La dernière partie sera consacrée à « l’extraction » des civils du territoire sinistré par les Fanc, des troupes australiennes et américaines (environ 200 militaires). Les Fanc peuvent normalement évacuer 500 personnes, mais le test s’effectuera sur 120 à 140, un exercice organisé avec les classes défense de Wallis-et-Futuna. « On va agréger toutes les activités qu’on est capable de faire au niveau humanitaire », résume le lieutenant-colonel Riccardi. Des exercices de différents états-majors sont également planifiés.
« TRÈS HONORÉS »
Les missions de reconnaissances, les échanges avec l’administration supérieure du territoire et les autorités coutumières ont commencé il y a un an. « Au fil des missions, un certain nombre de sites capables de nous accueillir ont été identifiés. » Le camp principal investira les infrastructures sportives de Mata-Utu, où une centaine de personnes assureront le soutien général de l’exercice. Des troupes seront aussi localisées à la chapelle de Lausikula, au sud-ouest de l’île, et au collège de Fiua, à Futuna. Un hélicoptère devra s’y déployer. « L’idée est vraiment de voir comment on accède à ces zones et de savoir comment on peut y travailler. » Le matériel a déjà commencé à transiter.

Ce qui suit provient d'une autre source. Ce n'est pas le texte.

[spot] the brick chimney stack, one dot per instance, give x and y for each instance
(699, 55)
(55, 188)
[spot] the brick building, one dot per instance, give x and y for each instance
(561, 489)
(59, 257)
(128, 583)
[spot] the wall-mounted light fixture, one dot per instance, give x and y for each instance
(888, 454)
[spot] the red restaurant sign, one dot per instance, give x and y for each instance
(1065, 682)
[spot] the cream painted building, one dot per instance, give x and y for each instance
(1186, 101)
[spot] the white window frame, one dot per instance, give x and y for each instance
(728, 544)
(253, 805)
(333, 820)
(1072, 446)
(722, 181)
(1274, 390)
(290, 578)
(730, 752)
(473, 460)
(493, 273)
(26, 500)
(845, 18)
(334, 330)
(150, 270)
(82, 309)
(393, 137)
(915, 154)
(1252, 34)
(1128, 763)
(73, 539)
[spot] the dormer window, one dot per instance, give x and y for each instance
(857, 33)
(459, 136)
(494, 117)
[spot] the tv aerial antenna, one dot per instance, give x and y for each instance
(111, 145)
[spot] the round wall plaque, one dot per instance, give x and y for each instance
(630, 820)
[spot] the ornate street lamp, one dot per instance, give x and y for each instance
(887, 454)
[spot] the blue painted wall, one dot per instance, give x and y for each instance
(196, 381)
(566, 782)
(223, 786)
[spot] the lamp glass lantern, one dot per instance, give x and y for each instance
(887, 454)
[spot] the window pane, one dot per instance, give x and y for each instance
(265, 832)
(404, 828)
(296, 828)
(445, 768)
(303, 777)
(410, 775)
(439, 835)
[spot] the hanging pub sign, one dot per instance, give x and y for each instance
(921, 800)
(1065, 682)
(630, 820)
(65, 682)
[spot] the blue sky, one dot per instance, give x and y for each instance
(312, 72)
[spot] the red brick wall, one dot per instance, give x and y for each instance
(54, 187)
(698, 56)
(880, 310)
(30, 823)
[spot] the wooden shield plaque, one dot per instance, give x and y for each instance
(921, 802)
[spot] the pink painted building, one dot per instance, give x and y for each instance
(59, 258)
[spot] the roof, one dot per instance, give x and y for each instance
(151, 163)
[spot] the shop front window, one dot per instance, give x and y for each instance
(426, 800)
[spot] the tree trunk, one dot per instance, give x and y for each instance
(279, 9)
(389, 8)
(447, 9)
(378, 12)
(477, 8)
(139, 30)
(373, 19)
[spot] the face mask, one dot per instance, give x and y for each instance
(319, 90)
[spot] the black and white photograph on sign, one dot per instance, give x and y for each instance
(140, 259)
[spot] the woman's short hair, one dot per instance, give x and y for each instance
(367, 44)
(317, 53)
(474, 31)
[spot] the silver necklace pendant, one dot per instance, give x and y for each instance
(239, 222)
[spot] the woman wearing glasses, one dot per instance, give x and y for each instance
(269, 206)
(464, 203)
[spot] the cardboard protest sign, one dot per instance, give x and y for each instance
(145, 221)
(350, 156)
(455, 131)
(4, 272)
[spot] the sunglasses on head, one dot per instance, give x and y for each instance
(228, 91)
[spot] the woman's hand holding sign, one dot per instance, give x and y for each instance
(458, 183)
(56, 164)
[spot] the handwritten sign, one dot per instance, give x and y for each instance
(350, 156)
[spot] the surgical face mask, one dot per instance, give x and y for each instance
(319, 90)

Selon les Fanc, il est important pour ces populations, « qui ont la cicatrice du cyclone Thomas, de savoir effectivement qu’on est capables d’intervenir ». La satisfaction semble effectivement de mise à Mata-Utu face à cette présence « inédite ». « On est très contents et très honorés que le théâtre principal d’opé- ration de l’exercice se déroule ici, puisque traditionnellement on se sent un peu petit, loin et vulnérables aux phénomènes climatiques », explique Christophe Coelho, directeur des services du cabinet du préfet, services qui profiteront de cette occasion pour tester un plan Orsec. Cela est aussi vrai au sein de la population. « Tout le monde est content ici, il y a une grosse population militaire, beaucoup de jeunes qui sont partis, l’armée a donc une certaine aura. »
Elle est d’ailleurs bien présente tout au long de l’année avec les classes défense depuis deux ans, les sessions de recrutement, les missions de souveraineté, le Rimap, les évacuations sanitaires… Mais rien en comparaison avec ce qui va arriver. « C’est l’occasion de voir des moyens que l’on ne voit pas habituellement, les gros navires, les gros porteurs, l’hélicoptère qui vient assez rarement », souligne Christophe Coelho.
Au programme également, des ateliers et formations avec la jeunesse (secourisme, gestion des explosifs, cybersécurité, etc.), des activités sportives et plusieurs chantiers au plus proche des populations : la réhabilitation d’une piste dans le sud de Wallis par le RSMA, des nettoyages de zones de regroupement « tsunami » par le génie, le montage d’une antenne relais sur l’île d’Alofi et un travail de réhabilitation de la cathédrale de Poi. « C’est le cœur de ce que nous faisons avec les troupes que l’on déploie dans ces situations », conclut le chef de la planification Riccardi.